Lester raised an eyebrow, but remained silent. He knew Jeff would probably wind up telling him anyway.
Sure enough, after a few seconds, Jeff said, "You know that new girl who workth here now?"
"Ah," Lester nodded in understanding. He smoothed down his greasy hair. "Yes, Sophie is… quite a specimen."
Jeff didn't notice the look on Lester's face. He bent down to look under a back seat. "Aha!" he shouted.
Lester, lost in his daydream about Sophie, jumped with a screech and whacked his knee on the dashboard. "Ow! What?"
Jeff held up two boxes. "I found them," he said with an dopey grin that didn't quite reach his heavy-lidded blue eyes.
Lester glared at him. "Jeff, what have I told you about scaring me like that?"
Jeff pouted. "I didn't mean to. I just got really exthited."
Lester waved him off. "Whatever. Now, what do you have?"
Jeff's grin returned.
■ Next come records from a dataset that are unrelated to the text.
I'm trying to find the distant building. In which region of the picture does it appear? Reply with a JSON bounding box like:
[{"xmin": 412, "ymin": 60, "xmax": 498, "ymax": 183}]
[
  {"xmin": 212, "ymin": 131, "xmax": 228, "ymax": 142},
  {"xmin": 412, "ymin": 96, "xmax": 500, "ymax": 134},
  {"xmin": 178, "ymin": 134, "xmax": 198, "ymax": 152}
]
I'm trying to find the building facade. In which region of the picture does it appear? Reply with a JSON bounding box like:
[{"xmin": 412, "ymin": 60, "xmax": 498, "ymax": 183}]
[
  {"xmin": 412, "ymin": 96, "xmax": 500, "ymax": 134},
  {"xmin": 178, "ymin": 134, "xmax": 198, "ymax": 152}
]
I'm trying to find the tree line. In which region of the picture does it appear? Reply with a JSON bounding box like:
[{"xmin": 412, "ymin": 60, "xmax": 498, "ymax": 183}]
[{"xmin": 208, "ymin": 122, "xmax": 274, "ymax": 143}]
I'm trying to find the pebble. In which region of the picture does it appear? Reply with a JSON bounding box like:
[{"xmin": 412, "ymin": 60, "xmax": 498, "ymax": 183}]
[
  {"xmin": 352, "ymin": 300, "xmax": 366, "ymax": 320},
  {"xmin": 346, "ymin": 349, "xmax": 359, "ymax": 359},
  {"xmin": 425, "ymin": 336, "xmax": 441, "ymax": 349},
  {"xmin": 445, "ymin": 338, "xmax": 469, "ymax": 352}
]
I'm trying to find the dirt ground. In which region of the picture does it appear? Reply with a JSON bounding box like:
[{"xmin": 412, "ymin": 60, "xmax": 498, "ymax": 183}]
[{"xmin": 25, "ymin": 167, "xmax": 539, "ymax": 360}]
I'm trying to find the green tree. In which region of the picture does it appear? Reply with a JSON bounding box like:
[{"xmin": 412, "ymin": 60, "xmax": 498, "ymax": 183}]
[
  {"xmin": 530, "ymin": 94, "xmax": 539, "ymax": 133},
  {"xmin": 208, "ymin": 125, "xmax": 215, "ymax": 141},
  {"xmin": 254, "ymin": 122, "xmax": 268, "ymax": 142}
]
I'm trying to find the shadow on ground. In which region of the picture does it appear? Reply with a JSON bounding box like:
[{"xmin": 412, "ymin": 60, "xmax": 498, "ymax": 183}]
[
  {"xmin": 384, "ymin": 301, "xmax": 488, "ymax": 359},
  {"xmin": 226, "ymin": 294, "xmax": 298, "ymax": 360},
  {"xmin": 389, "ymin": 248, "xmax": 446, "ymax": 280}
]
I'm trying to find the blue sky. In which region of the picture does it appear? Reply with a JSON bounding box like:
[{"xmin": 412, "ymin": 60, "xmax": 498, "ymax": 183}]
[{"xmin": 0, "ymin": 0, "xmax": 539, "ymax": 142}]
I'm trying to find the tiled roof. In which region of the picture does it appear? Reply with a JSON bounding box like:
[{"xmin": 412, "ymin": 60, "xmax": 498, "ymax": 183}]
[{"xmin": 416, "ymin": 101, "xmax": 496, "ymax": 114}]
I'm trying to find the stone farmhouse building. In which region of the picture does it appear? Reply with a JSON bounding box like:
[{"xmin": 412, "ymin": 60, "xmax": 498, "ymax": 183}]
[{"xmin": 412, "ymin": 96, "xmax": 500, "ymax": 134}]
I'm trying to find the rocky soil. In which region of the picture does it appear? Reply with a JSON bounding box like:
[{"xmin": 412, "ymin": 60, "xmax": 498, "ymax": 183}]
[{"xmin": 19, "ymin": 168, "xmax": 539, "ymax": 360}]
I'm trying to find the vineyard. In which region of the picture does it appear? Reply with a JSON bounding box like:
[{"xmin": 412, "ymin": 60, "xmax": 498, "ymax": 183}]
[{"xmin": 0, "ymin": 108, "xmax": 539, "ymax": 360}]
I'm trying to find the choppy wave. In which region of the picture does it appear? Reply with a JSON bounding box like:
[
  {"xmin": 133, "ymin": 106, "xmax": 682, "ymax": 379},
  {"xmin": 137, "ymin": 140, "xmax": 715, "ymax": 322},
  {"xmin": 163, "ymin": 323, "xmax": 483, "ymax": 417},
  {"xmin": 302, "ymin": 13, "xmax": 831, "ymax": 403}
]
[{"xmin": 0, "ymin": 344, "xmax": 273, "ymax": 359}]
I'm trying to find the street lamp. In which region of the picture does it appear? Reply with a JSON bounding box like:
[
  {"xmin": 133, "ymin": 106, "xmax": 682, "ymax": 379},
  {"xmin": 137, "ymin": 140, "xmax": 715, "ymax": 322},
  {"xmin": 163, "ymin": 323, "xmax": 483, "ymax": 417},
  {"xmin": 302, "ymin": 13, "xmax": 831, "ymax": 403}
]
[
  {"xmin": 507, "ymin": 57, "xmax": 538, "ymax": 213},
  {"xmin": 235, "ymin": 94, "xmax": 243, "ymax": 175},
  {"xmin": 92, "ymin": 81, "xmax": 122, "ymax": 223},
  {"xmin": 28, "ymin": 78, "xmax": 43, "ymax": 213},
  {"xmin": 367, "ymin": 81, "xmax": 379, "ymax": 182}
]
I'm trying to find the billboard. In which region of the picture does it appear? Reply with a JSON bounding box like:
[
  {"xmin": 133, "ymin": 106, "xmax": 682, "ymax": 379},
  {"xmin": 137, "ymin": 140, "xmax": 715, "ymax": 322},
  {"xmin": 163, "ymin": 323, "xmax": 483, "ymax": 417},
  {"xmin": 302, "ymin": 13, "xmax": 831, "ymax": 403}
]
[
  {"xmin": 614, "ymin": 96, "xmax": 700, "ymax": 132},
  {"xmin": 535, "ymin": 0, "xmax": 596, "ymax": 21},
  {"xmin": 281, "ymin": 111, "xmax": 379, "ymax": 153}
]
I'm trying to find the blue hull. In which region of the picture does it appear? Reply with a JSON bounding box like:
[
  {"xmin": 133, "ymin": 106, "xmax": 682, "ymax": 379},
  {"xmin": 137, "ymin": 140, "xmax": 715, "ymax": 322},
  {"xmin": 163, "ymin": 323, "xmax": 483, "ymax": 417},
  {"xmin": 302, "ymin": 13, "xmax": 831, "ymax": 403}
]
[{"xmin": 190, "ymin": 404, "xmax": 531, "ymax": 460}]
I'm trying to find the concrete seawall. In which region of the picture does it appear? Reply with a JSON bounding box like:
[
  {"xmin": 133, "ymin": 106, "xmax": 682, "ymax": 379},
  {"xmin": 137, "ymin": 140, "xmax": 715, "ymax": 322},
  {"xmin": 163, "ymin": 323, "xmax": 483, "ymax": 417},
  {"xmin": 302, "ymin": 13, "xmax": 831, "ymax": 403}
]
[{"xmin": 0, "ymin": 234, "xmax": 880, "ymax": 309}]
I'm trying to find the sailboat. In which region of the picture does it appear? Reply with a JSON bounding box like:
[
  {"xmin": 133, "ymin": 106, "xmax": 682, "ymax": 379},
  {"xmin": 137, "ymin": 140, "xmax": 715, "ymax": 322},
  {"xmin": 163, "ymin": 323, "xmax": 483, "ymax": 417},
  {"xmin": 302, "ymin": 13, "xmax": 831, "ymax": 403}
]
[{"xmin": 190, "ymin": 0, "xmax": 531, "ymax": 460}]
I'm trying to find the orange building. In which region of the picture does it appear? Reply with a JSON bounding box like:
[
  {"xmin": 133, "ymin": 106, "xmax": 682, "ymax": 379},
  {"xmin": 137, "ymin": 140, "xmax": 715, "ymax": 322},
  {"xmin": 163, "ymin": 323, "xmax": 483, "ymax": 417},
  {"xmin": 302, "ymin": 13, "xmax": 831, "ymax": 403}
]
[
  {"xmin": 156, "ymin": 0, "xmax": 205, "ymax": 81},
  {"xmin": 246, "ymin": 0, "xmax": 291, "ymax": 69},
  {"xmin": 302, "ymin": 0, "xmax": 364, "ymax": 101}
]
He held up the boxes. "Thith one has a pair of nightvision goggleth and an eavethdropping kit. Thith jutht hath a pair of walkie talkieth." On the fronts of the boxes were pictures of the same teenaged boy using the equipment with a mischievous look on his face.
Lester's eyes fixed on the eavesdropping kit. "Dibs on the goggle box," he declared immediately.
Jeff's face fell. "But I wanted the goggleth…"
Lester ignored him, snatched the box from him, and tore open the top. He pulled out the goggles, which resembled a high-tech pair of ski goggles, and looked them over, then set them in his lap and took out the eavesdropping kit. It looked like a gun with a clear satellite dish stuck on the front, with small, cheap headphones attached.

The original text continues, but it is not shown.